As some of you know, November is the month for Nanowrimo, better known by its full name: National Novel Writing Month. Aspiring scribes of varying talent commit to a hard 50k wordcount by the end of November, using the occasion as a vehicle to eliminate procrastination.

Now, like most low-traffic blogs, the average Nanowrimo project isn't worth a second glance, unless you're connected to the writer somehow.
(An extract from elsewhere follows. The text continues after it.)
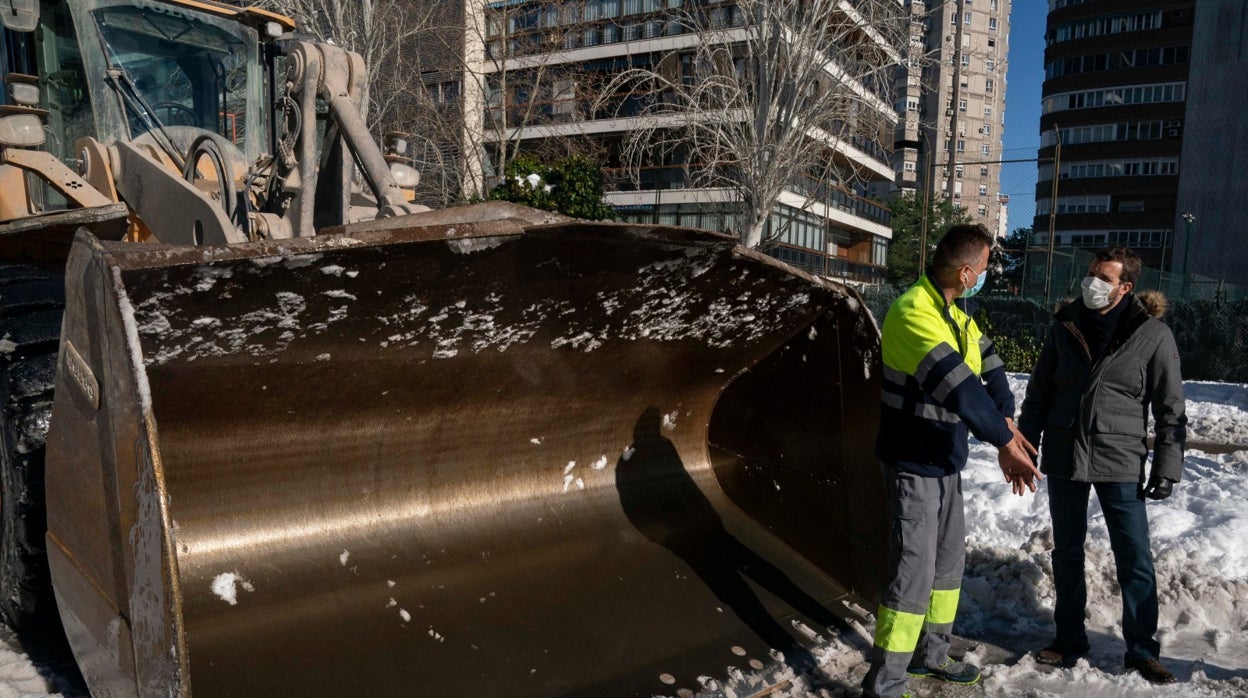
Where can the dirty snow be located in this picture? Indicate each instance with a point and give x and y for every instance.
(226, 587)
(1198, 538)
Through an odd confluence of searches related to recent semilucid dreams and no small measure of serendipity, I stumbled across a Nanowrimo project that blew me away with its sharp dialogue, sardonic antihero protagonist, and a richly nuanced cast of supporting otherworldly and mundane characters - Descant.

A quote:

I’m not a sorcerer.

I tell you this, because it’s usually the very first question almost anyone who comes into my office asks me. They expect a man who deals with the supernatural to be some sort of supernatural being himself, I suppose. It's odd that they ask, really, considering that very few people really believe in the stuff, but I guess that doesn't mean they're not intrigued by it. Tolkien, and Rowling, and Lewis, and all those other writers who created fantasy worlds sparked the creative imaginations of the human race and made them wonder if any of that fiction was based in reality.
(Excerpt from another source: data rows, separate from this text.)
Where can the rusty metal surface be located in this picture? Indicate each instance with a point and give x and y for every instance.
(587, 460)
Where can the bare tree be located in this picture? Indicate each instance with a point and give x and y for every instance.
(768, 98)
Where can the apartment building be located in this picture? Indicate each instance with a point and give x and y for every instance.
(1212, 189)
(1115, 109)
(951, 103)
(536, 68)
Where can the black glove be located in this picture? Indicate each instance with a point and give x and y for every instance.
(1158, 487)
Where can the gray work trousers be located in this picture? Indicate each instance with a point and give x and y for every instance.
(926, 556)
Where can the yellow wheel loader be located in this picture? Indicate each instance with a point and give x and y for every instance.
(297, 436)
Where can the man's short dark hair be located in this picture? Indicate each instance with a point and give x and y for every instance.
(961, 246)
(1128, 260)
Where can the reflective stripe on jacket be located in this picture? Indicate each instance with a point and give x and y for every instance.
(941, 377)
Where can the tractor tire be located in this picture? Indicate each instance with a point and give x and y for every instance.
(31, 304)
It is, obviously. I'm just not a part of it - not really anyway.

...

I suppose that means half my customers are disappointed when they come to my office expecting to find some steely-eyed Gandalf-meets-Columbo type character, and what they get is me- Desmond D. Descant, Paranormal Investigator, just a normal average guy. Almost.


- Chapter Two: Whatever the Case May Be, Descant

Like any work-in-progress, the tale as it stands can use some editing - but the objective of Nanowrimo is volume, not perfect prose - and for an unedited stream-of-consciousness story, it's a hell of a yarn.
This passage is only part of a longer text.